TAŞKIN KONURALP’TEN "İKİ KIRIK KALBİN" KARŞILAŞMASININ ROMANI! HÜZÜN YOLDAŞIM / BELAYA BERİOZA
Taşkın Konuralp, kitabında Türkiye ile Rusya arasında yaşanan "karşılıklı" kırılmaya ışık tutuyor. 68 kuşağı bir solcu ile bir Rus kızının aşkından yola çıkan bu romanı dileyen tarih belleğine düşülen bir belge olarak da kabul edebilir.
68’liler olarak adlandırılan devrimci kuşaktan bir adam, 1998 yılının soğuk ve çisentili bir sonbahar sabahında –ortalık henüz aydınlanmamışken– işine gitmek için Esat Caddesi’nden geçiyordu. O saatte yol üstünde kaynaşan genç kız kalabalığını gördü. Topluca yapılacak bir seyahat öncesi görüntüsüyle karşı karşıya olduğunu sandı. Sıradan bir rastlantı... Geçip gitti ve unuttu.
Daha sonraki sabahlarda da benzer manzarayla karşılaşınca genç kız kalabalığına dikkatli baktı. Çok gençtiler. Çok da güzel... Yabancıydılar da...

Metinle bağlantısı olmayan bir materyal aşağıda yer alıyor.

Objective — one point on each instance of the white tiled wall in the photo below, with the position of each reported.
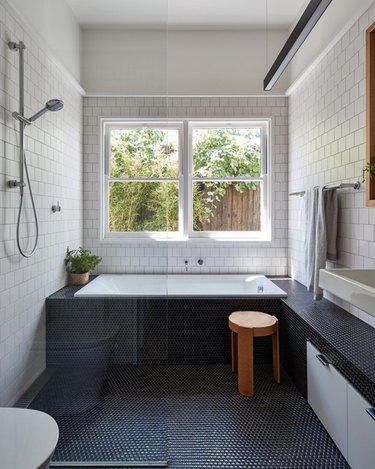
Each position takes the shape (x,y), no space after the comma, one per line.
(327,145)
(53,148)
(151,256)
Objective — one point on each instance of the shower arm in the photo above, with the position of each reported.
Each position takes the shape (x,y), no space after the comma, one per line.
(20,115)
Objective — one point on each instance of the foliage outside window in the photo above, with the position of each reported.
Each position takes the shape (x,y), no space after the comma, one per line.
(152,188)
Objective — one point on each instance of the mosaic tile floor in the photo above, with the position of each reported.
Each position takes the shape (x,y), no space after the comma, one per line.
(193,417)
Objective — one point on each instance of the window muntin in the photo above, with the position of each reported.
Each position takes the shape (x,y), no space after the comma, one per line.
(213,183)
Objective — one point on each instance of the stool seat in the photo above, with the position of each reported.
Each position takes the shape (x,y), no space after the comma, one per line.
(245,325)
(252,319)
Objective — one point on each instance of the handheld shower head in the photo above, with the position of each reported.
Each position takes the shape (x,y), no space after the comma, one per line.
(54,105)
(51,105)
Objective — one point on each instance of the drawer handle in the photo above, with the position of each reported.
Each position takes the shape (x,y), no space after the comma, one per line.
(371,412)
(323,360)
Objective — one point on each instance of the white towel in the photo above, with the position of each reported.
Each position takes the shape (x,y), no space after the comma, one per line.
(315,239)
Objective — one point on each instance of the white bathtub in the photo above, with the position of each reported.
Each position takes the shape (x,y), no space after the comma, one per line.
(125,285)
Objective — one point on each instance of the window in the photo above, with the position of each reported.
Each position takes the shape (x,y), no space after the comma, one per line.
(185,179)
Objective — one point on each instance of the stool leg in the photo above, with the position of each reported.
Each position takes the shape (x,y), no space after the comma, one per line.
(245,363)
(234,352)
(276,355)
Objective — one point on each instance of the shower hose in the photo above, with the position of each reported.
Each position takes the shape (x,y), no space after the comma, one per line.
(23,252)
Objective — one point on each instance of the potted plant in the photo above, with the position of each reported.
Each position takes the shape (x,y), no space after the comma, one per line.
(78,263)
(370,169)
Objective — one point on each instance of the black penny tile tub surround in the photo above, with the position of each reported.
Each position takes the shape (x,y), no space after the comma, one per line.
(195,331)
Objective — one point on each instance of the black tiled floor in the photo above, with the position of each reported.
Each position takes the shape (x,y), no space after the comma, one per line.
(193,416)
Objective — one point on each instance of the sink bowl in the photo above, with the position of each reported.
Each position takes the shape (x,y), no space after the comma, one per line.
(356,286)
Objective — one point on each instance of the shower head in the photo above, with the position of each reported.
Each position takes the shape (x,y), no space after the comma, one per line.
(51,105)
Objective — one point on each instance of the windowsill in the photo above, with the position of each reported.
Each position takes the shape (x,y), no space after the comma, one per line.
(196,240)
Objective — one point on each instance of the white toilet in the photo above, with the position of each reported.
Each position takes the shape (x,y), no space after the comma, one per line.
(28,438)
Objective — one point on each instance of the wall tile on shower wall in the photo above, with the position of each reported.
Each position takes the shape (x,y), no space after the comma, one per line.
(155,257)
(53,149)
(327,145)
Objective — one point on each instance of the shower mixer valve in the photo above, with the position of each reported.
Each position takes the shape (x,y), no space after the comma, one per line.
(15,183)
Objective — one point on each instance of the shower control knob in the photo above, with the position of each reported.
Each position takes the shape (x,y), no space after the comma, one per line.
(15,183)
(56,208)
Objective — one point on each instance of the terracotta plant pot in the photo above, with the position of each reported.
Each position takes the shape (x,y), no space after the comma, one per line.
(79,279)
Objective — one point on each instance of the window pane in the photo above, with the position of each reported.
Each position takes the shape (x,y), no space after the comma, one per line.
(143,206)
(226,152)
(144,152)
(219,206)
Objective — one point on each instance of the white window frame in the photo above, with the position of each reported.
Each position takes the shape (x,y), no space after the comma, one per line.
(263,234)
(185,180)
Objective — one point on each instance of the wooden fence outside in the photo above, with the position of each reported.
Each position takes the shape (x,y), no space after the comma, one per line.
(237,211)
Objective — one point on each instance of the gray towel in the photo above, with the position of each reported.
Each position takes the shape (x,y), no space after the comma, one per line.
(315,239)
(331,211)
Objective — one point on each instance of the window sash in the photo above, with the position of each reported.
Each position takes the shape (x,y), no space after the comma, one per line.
(185,179)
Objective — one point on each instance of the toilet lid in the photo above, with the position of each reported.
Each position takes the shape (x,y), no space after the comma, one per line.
(27,438)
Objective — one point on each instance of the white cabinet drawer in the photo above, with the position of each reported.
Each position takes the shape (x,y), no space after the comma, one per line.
(327,395)
(361,432)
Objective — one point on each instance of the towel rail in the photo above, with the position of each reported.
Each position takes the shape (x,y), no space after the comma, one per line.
(343,185)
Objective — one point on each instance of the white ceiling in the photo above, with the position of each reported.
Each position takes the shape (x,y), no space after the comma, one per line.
(189,14)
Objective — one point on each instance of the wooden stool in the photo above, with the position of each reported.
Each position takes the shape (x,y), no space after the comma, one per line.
(245,325)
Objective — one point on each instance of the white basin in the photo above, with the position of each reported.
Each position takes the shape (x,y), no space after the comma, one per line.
(356,286)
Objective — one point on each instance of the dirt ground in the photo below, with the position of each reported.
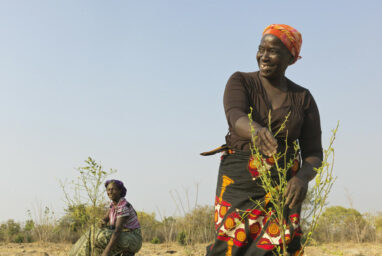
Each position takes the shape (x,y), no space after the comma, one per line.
(53,249)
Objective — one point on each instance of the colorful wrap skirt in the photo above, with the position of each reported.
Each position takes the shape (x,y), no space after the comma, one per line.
(241,228)
(128,242)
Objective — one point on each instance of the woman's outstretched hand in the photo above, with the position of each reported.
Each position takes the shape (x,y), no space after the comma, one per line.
(265,142)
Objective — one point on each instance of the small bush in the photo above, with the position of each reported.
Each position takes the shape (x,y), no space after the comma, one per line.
(155,240)
(181,238)
(19,238)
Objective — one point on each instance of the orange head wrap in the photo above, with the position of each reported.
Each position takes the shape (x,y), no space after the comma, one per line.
(290,37)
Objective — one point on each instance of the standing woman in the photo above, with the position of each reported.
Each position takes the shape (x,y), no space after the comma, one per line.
(239,185)
(120,232)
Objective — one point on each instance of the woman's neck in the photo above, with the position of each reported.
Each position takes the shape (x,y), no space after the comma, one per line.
(275,84)
(117,200)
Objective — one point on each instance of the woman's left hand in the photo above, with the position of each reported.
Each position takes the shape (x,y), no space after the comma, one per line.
(296,191)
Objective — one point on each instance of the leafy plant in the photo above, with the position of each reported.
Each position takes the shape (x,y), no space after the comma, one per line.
(275,191)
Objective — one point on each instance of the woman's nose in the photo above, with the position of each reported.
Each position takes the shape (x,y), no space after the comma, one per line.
(265,56)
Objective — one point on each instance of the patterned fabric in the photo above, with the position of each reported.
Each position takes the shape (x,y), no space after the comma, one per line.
(123,209)
(290,37)
(242,228)
(130,241)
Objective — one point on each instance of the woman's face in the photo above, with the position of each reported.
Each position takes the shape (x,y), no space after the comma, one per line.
(113,192)
(273,57)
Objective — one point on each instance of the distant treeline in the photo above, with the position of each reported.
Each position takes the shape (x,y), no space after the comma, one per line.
(337,224)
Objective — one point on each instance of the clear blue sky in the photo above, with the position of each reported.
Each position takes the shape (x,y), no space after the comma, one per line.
(138,86)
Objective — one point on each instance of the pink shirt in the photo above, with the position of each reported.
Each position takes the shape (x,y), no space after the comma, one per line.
(123,209)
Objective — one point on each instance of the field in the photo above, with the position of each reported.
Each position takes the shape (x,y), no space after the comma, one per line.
(61,249)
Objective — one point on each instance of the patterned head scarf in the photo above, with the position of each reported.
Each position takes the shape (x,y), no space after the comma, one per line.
(290,37)
(119,185)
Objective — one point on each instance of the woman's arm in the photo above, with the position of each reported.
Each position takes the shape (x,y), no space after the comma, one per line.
(105,219)
(237,107)
(311,152)
(114,237)
(265,142)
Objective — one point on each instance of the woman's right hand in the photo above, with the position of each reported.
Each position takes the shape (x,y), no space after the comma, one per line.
(265,142)
(102,223)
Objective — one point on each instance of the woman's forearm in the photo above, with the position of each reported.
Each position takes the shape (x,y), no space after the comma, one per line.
(113,240)
(243,128)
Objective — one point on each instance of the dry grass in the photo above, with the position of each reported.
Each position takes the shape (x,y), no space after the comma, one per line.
(60,249)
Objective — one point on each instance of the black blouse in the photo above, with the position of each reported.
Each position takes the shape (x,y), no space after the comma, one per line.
(244,90)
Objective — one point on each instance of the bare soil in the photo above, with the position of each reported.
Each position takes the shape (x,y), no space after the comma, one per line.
(61,249)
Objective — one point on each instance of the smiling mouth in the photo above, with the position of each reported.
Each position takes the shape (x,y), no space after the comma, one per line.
(265,66)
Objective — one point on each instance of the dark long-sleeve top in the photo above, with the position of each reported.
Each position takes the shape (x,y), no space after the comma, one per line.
(245,90)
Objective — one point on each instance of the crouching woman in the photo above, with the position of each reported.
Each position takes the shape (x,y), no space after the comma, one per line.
(120,232)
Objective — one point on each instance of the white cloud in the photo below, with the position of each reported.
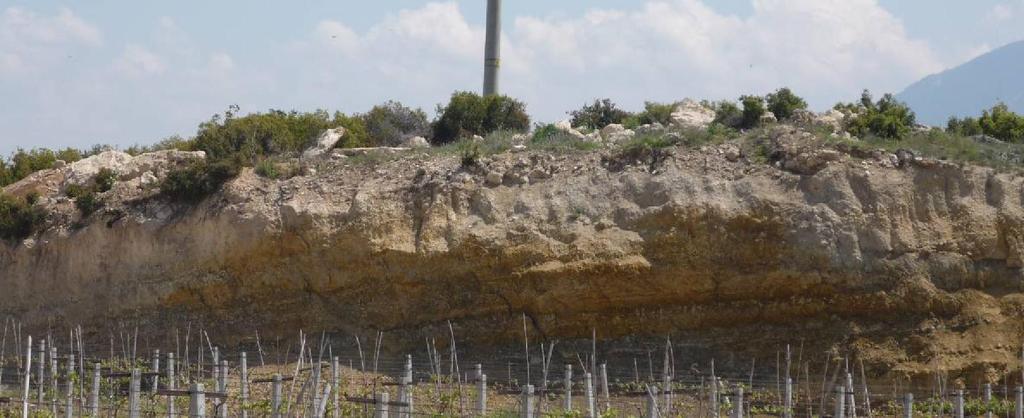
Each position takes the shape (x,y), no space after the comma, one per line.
(30,42)
(137,61)
(1001,12)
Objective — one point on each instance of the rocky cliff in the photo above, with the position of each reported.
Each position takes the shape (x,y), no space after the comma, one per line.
(914,264)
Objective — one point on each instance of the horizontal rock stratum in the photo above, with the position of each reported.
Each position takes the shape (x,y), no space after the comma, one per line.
(912,264)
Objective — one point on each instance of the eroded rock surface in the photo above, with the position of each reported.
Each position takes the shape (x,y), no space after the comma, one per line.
(909,265)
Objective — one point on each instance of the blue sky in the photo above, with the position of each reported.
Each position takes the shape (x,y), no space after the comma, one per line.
(78,73)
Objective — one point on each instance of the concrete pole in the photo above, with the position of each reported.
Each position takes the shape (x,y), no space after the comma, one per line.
(94,395)
(28,378)
(604,386)
(382,405)
(958,405)
(1019,411)
(527,401)
(493,49)
(840,402)
(133,389)
(245,385)
(787,407)
(737,411)
(651,405)
(988,400)
(156,369)
(589,382)
(275,396)
(568,388)
(170,384)
(197,401)
(222,406)
(481,396)
(908,406)
(336,382)
(70,403)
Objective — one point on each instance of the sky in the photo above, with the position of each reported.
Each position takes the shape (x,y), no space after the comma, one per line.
(124,72)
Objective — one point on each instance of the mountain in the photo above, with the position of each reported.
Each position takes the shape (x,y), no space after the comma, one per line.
(966,90)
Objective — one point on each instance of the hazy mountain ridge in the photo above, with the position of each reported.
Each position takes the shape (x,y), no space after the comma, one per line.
(968,89)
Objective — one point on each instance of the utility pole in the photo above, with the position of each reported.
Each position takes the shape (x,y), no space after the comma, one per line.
(493,49)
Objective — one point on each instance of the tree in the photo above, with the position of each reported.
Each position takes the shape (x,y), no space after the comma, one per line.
(598,115)
(887,118)
(469,114)
(754,109)
(391,123)
(783,103)
(1003,124)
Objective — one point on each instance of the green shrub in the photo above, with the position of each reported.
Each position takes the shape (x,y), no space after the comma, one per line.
(104,179)
(199,179)
(964,127)
(75,191)
(598,115)
(253,136)
(655,113)
(88,204)
(355,131)
(783,103)
(754,109)
(391,123)
(888,118)
(999,122)
(18,219)
(727,114)
(469,153)
(469,114)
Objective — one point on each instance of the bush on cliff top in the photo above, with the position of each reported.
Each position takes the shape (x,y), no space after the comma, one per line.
(469,114)
(18,218)
(199,179)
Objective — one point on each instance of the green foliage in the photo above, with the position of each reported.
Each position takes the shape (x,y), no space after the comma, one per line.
(655,113)
(469,153)
(391,123)
(598,115)
(964,127)
(199,179)
(355,131)
(254,136)
(268,169)
(726,114)
(104,179)
(888,118)
(469,114)
(170,142)
(997,122)
(18,218)
(754,109)
(87,203)
(783,103)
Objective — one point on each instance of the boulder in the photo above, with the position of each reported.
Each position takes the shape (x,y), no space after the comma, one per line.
(416,142)
(82,171)
(566,126)
(690,114)
(616,133)
(325,142)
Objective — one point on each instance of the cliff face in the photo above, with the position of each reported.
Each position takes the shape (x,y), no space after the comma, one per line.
(911,263)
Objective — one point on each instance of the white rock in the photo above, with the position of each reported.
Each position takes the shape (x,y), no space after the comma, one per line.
(616,133)
(494,178)
(147,178)
(325,143)
(690,114)
(416,142)
(84,170)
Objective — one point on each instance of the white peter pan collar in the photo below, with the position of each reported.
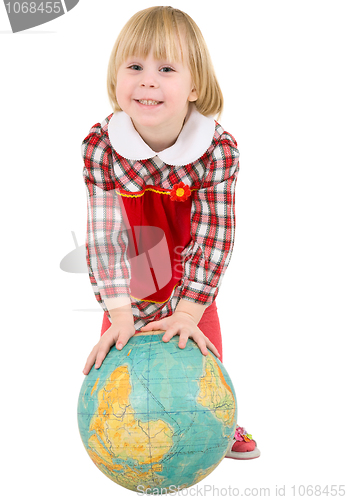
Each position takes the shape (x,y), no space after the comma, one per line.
(193,141)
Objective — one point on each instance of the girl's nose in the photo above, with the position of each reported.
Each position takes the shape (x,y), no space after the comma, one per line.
(148,80)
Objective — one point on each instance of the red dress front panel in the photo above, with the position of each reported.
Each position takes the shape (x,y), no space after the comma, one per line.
(158,229)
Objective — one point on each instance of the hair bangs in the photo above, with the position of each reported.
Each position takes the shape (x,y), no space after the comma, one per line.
(152,32)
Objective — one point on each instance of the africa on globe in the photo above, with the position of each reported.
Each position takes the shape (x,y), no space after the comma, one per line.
(156,418)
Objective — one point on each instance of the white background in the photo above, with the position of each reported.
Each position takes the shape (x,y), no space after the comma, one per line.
(282,304)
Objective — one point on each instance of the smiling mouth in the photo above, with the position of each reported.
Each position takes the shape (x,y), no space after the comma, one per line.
(148,102)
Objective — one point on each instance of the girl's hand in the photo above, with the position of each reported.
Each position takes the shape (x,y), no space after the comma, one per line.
(182,324)
(119,333)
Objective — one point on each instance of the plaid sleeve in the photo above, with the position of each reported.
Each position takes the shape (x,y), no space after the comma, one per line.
(106,241)
(212,226)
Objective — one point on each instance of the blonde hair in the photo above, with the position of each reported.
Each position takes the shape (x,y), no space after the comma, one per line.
(158,28)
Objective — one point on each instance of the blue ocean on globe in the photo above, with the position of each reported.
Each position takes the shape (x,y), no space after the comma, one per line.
(155,417)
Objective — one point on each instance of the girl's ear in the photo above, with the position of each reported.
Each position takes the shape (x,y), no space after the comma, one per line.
(193,96)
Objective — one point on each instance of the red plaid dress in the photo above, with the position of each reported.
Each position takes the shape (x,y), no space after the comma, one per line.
(143,242)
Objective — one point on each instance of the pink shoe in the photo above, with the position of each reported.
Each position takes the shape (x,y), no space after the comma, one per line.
(242,447)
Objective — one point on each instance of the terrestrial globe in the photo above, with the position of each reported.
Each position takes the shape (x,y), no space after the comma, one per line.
(156,418)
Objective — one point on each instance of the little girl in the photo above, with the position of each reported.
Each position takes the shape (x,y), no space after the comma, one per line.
(160,174)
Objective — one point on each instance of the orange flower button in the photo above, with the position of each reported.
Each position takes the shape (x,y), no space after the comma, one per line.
(180,192)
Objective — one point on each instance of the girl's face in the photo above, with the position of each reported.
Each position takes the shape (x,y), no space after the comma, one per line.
(155,94)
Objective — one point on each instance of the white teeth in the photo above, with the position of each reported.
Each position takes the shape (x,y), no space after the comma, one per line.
(149,103)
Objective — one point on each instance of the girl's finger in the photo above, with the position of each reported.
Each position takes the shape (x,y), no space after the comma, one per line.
(212,348)
(170,332)
(202,345)
(90,360)
(154,325)
(184,336)
(122,340)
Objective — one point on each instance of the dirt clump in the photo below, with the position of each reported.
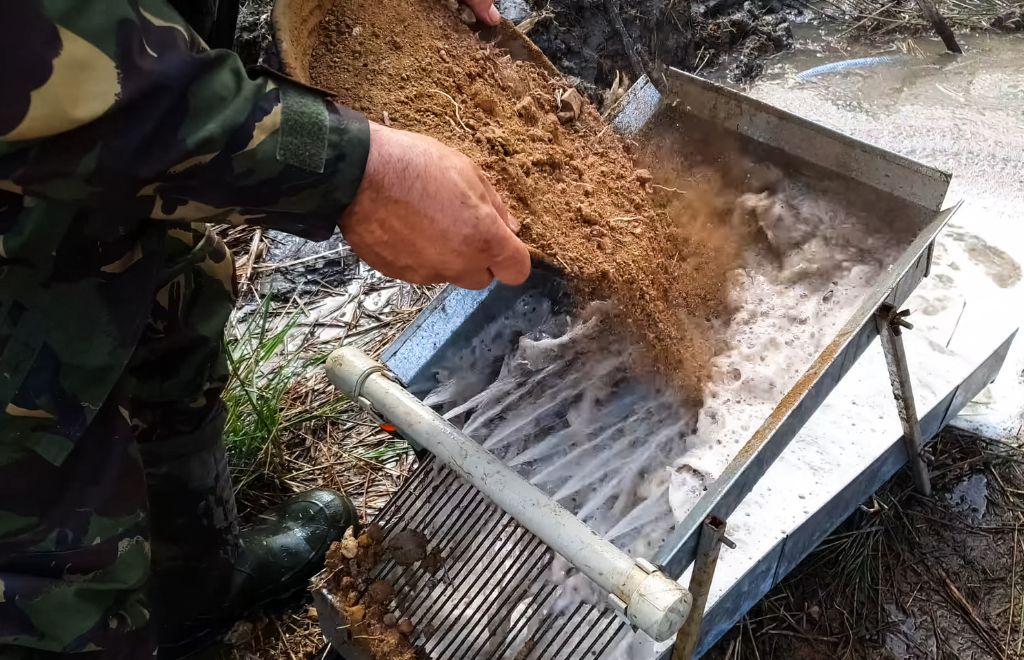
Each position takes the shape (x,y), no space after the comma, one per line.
(368,606)
(570,180)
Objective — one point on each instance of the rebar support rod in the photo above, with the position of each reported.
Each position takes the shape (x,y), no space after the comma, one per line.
(649,600)
(712,538)
(891,324)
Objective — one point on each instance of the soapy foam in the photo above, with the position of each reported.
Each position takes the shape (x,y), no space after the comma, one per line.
(629,458)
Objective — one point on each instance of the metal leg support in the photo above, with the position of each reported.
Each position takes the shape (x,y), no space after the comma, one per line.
(891,324)
(712,538)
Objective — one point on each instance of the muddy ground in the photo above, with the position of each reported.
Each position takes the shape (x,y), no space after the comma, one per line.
(601,41)
(907,577)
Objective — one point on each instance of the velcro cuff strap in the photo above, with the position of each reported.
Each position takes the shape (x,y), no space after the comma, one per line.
(304,127)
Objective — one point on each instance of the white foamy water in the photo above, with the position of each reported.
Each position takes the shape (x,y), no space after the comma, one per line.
(629,458)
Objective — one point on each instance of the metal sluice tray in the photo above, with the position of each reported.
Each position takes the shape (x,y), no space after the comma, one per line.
(496,597)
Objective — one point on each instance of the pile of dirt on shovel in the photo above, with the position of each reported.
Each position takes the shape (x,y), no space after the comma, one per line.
(584,203)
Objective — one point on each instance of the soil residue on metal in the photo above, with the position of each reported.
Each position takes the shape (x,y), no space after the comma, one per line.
(368,606)
(584,204)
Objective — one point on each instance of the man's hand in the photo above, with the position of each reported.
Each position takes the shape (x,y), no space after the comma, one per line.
(426,214)
(484,10)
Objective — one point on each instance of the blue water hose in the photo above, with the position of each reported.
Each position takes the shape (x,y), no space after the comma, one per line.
(846,64)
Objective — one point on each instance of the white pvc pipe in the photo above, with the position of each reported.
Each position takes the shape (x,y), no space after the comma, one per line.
(653,603)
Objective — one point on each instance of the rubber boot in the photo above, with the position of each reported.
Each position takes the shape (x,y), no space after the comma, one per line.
(206,574)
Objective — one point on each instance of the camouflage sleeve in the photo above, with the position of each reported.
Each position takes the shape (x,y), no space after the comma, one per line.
(118,104)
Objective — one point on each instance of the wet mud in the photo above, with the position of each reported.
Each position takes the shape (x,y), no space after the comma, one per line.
(606,44)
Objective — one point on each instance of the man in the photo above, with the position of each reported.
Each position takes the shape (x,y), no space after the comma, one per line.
(121,134)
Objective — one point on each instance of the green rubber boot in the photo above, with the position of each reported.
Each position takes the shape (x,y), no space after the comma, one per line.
(206,573)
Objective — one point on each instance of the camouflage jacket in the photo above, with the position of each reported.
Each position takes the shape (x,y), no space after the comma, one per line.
(117,124)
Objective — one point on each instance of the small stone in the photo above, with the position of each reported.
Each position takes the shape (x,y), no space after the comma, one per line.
(355,614)
(432,563)
(376,532)
(349,546)
(526,110)
(408,546)
(587,216)
(466,15)
(569,105)
(380,591)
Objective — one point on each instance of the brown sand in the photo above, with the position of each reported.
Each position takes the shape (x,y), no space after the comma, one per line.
(583,203)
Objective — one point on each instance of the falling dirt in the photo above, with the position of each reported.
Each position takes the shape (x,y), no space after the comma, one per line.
(584,204)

Arkalarındaki ışıltılı –neon tüpleriyle yazılmış– gazino adını okudu...
O günden sonra, gördüğü bu manzarayı merak etti: Kimlerdi, niçin ve nasıl gelmişlerdi uzaklardan? Hangi nedenlerle?
Gönül ve akıl projektörünü, sabah alacası içinde gördüğü o çocuk yaştaki insanlar üzerine düşürdü. Bellekteki aydınlanmada yakın geçmişi gördü; iz sürdü. Tuhaf, tuhaf olduğu kadar da ilginç bir öykünün ardında buldu kendini. O öyküde kendi geçmişi de çıktı karşısına...
Erki bir şekilde ele geçirmiş, kendilerine tanrısal güç vehmetmiş insan taslaklarının oluşturduğu yazgı, ayrı ayrı yönlerden akarak gelmiş öykünün kahramanlarını, bir “kavşak adası”nda buluşturmuştu ve oradan hangi yöne akacaklardı?
Sorguladıkça sis aralandı; yakın geçmişin doğal rengi ortaya çıktı.
'Doğu Bloku' olarak adlandırılan coğrafyadan genç kızlar, 1990'lı yıllarda akın akın Türkiye'ye geliyorlardı. Para kazanabilmek için geldikleri bu -hiç bilmedikleri- ülkede pek çok acı ve hoyratlıkla karşılaştılar.
Taşkın Konuralp, kitabında Türkiye ile Rusya arasında yaşanan işte bu "karşılıklı" kırılmaya ışık tutuyor. 68 kuşağı bir solcu ile bir Rus kızının aşkından yola çıkan bu romanı dileyen tarih belleğine düşülen bir belge olarak da kabul edebilir.
Şöyle diyor kitabında Konuralp:
"Sosyalizm uygulamasının başı ve sonu trajiktir. En çok da kadınlar nasibini almıştır yaşanılan acılardan. Tüm dünya (sol) entelektüellerinin (özellikle SSCB yönetiminden beslenmiş, o dirimle ahkâm kesmiş; yaşayan, yaşamayan), o gencecik, yüce ruhlu güzel kızlara kocaman bir özür borcu var.
Ülkemde karşılaştıkları insanlık dışı davranış ve tavırlardan dolayı kendi adıma o gencecik ruhlardan özür diliyorum.
Temenni ediyorum ki benzer trajediler bir daha yaşanmasın, tarih, benzer insanlık dışı olaylara bir daha tanık olmasın.
Romanların ön sözlerinde, 'Olaylar ve kişiler hayal mahsulüdür' türünden yazılar okurdum. Bu romanda yazılan olayların benzeri dramlar, birçok ülkede -20. yüzyılın 21. yüzyılla buluştuğu zaman diliminde- fazlasıyla yaşanmıştır. Bu romanda yalnızca isimler hayal ürünüdür ama bu da gerçeği değiştirmez."